2. The other reason for denial is that the doctor performing the service is “not in the network.” To prevent this, check with your physician every time you see him whether he still accepts your insurance plan (show insurance card). It is possible that the doctor’s status with the insurance changes within the year.
3. You received a service beyond what is covered—for example, you got a mammogram less than 365 days before the last one. This preventive service is allowed annually. They count the full year between services, not just the actual calendar year when the service was performed.
If you’ve been diligent about the above, it is essential that you complete the claims form fully and attach the statement from the doctor to indicate you’ve received the procedure. Keep copies of all submitted, so that you can refer back to them.
How important is persistence with dealing with insurance claims, and do you have any advice to help me not feel discouraged when trying to get a claim approved?

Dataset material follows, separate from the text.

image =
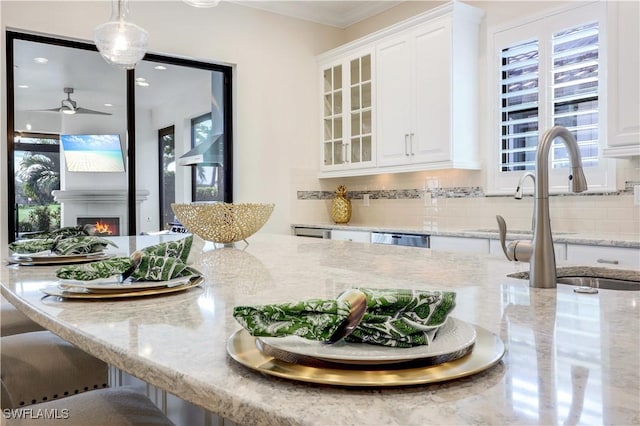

Both persistence and patience are essential. When speaking to claims representatives, get their names and direct phone numbers so you can reach them again, if needed, and you can ask to speak to their supervisor. You can ask for the documentation stating the exact policy, and loop in your doctor’s office if there is information they can provide that is helpful to getting the claim approved.
Is there ever a point when I should just accept that my claim will never go through, or will a claim eventually go through if I try hard enough?
If you try and still don’t get to a resolution, there are public advocates to help. Or, there are paid services you can hire—medical billing experts who can help you with the claim denial.